Cloning of algal FA synthesis genes
Using degenerated primers (Table ) and normal RT-PCR, five genes were successfully cloned, verified and submitted to NCBI GenBank. The nucleotide sequences of cDNAs of 3-keto acyl-acyl carrier protein synthase gene (KAS), acyl-acyl carrier protein thioesterase (FATA), ω-3 fatty acid desaturase (FAD), ACP and malonyl-CoA:ACP transacylase (MCTK) have been deposited in the GenBank database under the accession numbers, HM560033, HM560034, HM560035, HM560036, and HM560037, respectively. Together with other two known FA synthesis genes, biotin carboxylase (BC) and stearoyl-ACP-desaturase (SAD), total seven genes were investigated in this study (Figure ).
Primers for real time RT-PCR in this study
Expression of FA synthesis related genes
Haematocccus cells grown under different stress conditions and were harvested for RNA isolation. cDNA synthesis and gene expression of FA synthesis related genes were explored using quantitative real-time RT-PCR. The results showed that the mRNA levels of most selected genes were significantly or very significantly up-regulated under all stress conditions, with all genes were up-regulated under Fe + AC and HT conditions, and some genes, such as FATA, SAD and FAD, were more sensitive to treatments (Figure ).
Figure 2 Gene expression detected by real time RT-PCR in control and stress treatment conditions. BC: Biotin carboxylase; ACP: Acyl carrier protein; MCTK: Malonyl-CoA:ACP transacylase; KAS: 3-ketoacyl- ACP synthase; FATA: Acyl-ACP thioesterase; SAD: Stearoyl-ACP-desaturase; (more ...)
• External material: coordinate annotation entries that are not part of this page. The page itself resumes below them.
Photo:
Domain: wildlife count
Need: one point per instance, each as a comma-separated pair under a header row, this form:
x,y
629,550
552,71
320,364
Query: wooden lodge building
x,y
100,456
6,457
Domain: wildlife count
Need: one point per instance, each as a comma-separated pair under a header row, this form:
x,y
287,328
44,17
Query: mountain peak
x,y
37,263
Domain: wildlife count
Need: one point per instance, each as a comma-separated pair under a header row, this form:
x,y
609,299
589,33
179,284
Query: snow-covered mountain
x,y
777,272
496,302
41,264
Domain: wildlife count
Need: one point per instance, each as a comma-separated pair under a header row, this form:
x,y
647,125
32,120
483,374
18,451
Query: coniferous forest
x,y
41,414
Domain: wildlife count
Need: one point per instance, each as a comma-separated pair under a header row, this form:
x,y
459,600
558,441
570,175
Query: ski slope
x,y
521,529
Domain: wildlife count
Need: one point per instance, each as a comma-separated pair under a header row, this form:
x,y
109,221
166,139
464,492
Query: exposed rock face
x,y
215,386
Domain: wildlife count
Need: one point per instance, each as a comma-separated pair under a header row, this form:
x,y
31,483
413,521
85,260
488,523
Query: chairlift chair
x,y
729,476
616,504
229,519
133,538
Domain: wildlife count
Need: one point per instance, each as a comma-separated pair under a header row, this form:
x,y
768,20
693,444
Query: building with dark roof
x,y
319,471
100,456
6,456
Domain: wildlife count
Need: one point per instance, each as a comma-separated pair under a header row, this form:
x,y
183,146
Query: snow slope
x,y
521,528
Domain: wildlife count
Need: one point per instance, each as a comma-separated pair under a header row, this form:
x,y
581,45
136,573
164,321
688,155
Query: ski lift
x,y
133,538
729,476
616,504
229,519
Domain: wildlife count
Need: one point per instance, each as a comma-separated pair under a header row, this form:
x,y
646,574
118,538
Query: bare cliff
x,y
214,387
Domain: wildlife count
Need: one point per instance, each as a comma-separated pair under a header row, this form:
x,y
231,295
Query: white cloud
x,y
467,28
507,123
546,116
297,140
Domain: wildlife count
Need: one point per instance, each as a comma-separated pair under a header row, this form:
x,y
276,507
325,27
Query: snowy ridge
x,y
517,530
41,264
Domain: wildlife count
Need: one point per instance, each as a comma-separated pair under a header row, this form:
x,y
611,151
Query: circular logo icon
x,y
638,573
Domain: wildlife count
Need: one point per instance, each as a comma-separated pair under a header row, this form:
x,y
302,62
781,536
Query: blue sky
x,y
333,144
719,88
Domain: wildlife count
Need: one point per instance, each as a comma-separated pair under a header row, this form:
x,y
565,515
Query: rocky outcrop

BC, as a subunit of acetyl coenzyme A carboxylase biotin carboxylase, involves in catalyzing acetyl-CoA to malonyl-CoA, the first step of de novo FA synthesis (Figure ). It is intriguing that different conditions had various impacts on BC mRNA level (Figure ). For instance, no change of BC mRNA was observed under AC treatment, while 1,626 fold of up-regulation was detected under HT. The change was 4.8 fold under Fe treatment, however, the combined salinity treatment (Fe + AC) resulted in about 10 fold up-regulation, which was almost 2 fold of up-regulation under Fe. Under LT, BC mRNA level was increased up to 4.8 fold, which was far lower than that of HT (1,626), indicating that FA biosynthesis in H. pluvialis is more sensitive to high temperature than low temperature. Depletion of nitrogen (NL) also induced BC expression level at about 1.3 fold. Student's t test analysis showed that NL significantly (p <0.05), Fe, Fe + AC, LT, and HT treatments very significantly (p <0.01) increased BC gene expression, while AC alone treatment had no significant effect. Multiple comparison analysis indicated that the gene expression of BC induced by Fe, AC, and Fe + AC were significantly different between the single and combined salinity treatment (data not shown).
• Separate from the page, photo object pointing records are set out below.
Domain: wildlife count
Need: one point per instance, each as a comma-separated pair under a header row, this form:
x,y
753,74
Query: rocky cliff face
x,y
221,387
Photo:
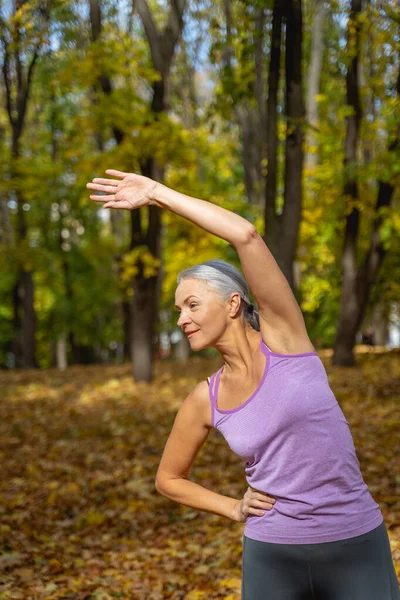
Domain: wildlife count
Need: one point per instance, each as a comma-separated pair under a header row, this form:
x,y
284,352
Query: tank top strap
x,y
213,388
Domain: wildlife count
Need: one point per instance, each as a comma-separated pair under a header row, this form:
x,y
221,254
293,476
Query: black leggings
x,y
359,568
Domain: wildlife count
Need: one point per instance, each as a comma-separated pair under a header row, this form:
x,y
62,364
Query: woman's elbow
x,y
248,233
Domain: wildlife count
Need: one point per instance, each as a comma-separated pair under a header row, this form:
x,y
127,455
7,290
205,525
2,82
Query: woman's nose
x,y
183,318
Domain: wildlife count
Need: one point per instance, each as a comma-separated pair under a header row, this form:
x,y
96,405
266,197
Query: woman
x,y
312,530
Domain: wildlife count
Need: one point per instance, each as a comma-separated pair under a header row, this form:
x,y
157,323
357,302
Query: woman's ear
x,y
234,304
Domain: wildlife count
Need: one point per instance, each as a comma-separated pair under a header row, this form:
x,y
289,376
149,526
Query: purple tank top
x,y
297,447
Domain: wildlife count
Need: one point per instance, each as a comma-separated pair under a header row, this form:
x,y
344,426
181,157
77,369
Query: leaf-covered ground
x,y
79,514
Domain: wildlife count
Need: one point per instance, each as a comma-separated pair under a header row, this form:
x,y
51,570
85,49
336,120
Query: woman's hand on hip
x,y
129,191
252,503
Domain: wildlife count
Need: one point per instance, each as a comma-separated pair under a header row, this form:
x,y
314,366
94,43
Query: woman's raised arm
x,y
281,321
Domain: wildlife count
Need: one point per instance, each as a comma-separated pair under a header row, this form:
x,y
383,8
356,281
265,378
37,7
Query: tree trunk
x,y
294,110
146,290
357,283
61,352
351,294
272,219
380,325
251,120
17,69
314,77
104,84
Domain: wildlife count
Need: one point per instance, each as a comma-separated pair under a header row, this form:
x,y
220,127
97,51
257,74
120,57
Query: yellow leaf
x,y
235,582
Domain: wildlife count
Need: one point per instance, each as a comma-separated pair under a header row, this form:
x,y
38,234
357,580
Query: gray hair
x,y
224,279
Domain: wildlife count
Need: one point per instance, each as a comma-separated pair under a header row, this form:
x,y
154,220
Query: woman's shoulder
x,y
199,401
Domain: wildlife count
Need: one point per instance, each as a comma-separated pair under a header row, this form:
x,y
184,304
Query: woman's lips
x,y
192,333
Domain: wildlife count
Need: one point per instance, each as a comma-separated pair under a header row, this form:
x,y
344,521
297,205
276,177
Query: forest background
x,y
285,112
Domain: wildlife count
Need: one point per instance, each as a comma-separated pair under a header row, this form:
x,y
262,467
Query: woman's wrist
x,y
210,217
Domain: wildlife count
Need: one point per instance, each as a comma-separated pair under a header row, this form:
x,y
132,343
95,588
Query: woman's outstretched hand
x,y
252,503
129,191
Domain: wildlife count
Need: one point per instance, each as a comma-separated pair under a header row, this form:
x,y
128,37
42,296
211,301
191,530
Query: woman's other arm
x,y
281,320
191,428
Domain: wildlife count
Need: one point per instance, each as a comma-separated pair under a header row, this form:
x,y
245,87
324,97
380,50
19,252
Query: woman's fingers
x,y
116,173
104,181
109,189
107,198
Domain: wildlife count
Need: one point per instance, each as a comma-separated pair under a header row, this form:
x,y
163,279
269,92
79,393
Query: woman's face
x,y
203,315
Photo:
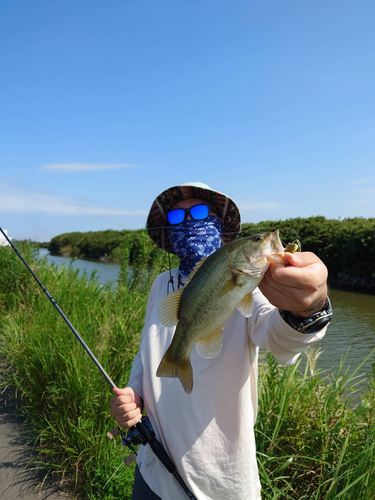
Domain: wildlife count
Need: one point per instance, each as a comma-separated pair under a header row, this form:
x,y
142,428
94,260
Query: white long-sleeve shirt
x,y
209,434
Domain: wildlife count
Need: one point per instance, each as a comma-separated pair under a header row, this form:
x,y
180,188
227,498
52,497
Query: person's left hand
x,y
299,286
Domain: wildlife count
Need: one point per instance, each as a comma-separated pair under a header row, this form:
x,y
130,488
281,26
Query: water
x,y
352,325
104,272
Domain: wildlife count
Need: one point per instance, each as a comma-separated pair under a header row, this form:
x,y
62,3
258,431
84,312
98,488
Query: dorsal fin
x,y
168,308
194,271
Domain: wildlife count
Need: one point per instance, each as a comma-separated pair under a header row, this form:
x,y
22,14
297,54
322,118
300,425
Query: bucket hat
x,y
157,222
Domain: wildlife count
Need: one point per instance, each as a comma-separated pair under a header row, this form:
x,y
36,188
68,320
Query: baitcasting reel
x,y
141,434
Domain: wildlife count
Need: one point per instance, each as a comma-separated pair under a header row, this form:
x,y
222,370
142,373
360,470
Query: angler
x,y
209,433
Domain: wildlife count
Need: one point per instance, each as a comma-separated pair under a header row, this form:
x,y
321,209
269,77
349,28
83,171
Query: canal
x,y
351,331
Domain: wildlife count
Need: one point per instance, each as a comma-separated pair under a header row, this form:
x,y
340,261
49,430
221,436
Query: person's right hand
x,y
126,407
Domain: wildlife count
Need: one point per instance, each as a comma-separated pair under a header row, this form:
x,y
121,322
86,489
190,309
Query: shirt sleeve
x,y
268,330
136,374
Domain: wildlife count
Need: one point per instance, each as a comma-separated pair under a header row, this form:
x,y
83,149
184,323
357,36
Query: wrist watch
x,y
312,324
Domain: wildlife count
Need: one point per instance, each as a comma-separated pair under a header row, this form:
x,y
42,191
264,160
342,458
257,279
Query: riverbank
x,y
22,476
313,440
346,246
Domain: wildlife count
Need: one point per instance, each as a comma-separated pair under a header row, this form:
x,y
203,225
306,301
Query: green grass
x,y
315,434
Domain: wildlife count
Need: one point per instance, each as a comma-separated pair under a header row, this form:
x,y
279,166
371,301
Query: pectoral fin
x,y
246,305
210,346
228,287
168,308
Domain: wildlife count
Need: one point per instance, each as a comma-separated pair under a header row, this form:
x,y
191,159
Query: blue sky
x,y
104,104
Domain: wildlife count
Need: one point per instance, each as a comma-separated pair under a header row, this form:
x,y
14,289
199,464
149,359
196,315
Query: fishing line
x,y
143,430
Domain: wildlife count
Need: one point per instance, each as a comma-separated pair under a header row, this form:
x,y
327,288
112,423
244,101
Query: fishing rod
x,y
142,433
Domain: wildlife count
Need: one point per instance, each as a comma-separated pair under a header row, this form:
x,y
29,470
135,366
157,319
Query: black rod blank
x,y
154,443
57,307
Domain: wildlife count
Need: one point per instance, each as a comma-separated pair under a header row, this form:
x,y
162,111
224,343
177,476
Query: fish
x,y
217,286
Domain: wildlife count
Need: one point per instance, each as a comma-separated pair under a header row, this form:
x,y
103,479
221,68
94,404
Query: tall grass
x,y
312,440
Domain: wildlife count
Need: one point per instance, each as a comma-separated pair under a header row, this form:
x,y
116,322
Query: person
x,y
209,434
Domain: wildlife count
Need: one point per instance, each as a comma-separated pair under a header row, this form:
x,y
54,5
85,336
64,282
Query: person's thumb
x,y
128,391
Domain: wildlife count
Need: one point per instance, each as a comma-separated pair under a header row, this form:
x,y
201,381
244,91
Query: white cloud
x,y
85,167
22,201
252,207
359,181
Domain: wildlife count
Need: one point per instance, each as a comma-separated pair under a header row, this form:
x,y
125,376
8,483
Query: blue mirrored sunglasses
x,y
197,212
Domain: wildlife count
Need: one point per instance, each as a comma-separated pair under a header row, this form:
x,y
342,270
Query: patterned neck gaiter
x,y
194,239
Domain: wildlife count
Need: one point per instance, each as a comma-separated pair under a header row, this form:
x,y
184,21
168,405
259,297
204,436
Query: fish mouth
x,y
276,244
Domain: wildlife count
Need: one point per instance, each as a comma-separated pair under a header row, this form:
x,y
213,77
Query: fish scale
x,y
217,286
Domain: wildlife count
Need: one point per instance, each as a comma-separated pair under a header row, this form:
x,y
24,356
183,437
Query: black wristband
x,y
312,324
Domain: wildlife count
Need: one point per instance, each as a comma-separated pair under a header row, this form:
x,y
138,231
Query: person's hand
x,y
126,407
298,286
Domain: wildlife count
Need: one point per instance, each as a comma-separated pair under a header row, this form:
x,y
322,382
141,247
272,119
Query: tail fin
x,y
183,371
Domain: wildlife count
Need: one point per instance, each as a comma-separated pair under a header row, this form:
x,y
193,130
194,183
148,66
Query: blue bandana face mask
x,y
194,239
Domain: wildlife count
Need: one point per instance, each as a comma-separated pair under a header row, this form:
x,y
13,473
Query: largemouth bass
x,y
217,286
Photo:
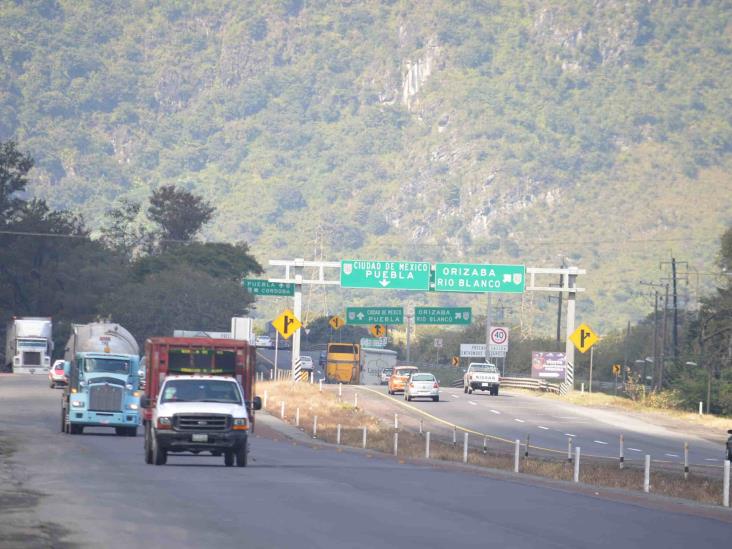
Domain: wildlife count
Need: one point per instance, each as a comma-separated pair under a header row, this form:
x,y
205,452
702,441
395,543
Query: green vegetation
x,y
464,130
49,265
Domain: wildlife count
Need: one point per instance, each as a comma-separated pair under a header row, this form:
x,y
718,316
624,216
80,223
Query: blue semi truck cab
x,y
104,383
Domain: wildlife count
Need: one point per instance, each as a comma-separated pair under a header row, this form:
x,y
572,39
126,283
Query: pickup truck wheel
x,y
160,456
241,456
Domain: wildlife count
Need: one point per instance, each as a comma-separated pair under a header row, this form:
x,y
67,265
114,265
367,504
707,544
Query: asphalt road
x,y
95,490
549,423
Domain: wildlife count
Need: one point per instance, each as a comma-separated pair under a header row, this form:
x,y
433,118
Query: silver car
x,y
422,385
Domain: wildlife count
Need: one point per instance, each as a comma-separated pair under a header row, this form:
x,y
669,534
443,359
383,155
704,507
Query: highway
x,y
94,490
550,423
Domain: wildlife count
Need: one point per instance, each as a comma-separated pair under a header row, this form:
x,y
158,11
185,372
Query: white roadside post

ACP is an important component in both FA and polyketide biosynthesis with the growing chain bound during synthesis as a thiol ester at the distal thiol of a 4'-phosphopantethiene moiety (Figure ). Similar to BC gene, ACP mRNA was shown to react differently under different conditions (Figure ). The most significant up-regulation of ACP gene expression was observed under HT with a 8.7 fold rise, while LT induced only 2.6 fold. Fe + AC salinity treatment induced 9 fold of ACP expression, while separately salinity treatment increased less, at 1 and 0.4 fold under Fe and AC, respectively. Obviously, the combined salinity condition (Fe + AC) had higher impacts on ACP gene expression than separately treatments (Fe, or AC), implying a synergistic effect of Fe and AC on FA synthesis in H. pluvialis. LT treatment induced ACP gene expression at 3.6 fold, only 37.6% for the effect of HT treatment, suggesting that ACP gene may also be less sensitive to LT. The other conditions did not induce ACP gene expression significantly.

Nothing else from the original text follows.